Anime Image Generation by Style GAN

6 min readNov 9, 2022

What is GAN? 😝 😝

The generative adversarial networks (GAN) first appeared in the paper “Generative adversarial networks". Goodfellow et al. (2014) introduce a brand new structure, the “Adversarial Net”.

Adversarial Net is combined with two components — the generator which is used to generate images, and the discriminator which is used to discriminate whether it is true or not.

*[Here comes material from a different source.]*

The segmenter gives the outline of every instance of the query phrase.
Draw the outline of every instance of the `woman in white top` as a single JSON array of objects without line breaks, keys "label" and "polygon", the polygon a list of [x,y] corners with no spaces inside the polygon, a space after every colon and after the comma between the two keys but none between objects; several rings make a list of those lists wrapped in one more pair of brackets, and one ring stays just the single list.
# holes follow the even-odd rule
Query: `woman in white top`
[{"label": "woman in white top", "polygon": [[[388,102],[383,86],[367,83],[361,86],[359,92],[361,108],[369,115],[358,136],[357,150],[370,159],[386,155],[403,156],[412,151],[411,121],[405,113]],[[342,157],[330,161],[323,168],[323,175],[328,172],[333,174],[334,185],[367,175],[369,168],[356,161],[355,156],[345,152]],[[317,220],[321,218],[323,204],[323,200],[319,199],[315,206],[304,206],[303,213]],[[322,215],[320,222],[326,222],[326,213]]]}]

Interaction between the generator and the discriminator — source

z: represent random noise (in this case there are 100 random numbers), z is also called a ‘latent vector’.
G(z): represent the output 64 * 64 pixel image with the shape of (64, 64, 3)

The target of GAN:

Generator: tries to fool the discriminator by generating real-looking images

Discriminator: tries to distinguish between real and fake images

The generative model can be thought of as analogous to a team of counterfeiters, trying to produce fake currency and use it without detection, while the discriminative model is analogous to the police, trying to detect the counterfeit currency.
Competition in this game drives both teams to improve their methods until the counterfeits are indistinguishable from the genuine articles
(Goodfellow et al., 2014).

The training process:

The generator generates images (fake images) from random noise
Input real or fake images to the discriminator, and then the discriminator will output a scaler ( value between 0 ~ 1, fake:0, real:1) which represents the probability of whether it is a real image
Using the output of the discriminator (loss) to improve the generator and discriminator
keep looping the previous process until the image generated from the generator could get output value 1 from the discriminator

If the generator could get output value 1 from the discriminator, this means that the discriminator believes the fake image from the generator is real, which represent the discriminator could not distinguish between fake and real images anymore. 😢

Finally, we can use the generator to generate images similar to the distribution of the data. 😄

For detailed information, here is the link to the original paper

Problem with the classic GAN structure

With the remarkable performance of the “Adversarial Net”, a lot of tasks in Computer Vision have now applied GAN as the basic structure such as the generation of High-Quality images and the reconstruction of missing parts of an image. However, there still exist some problems with the classic GAN structure.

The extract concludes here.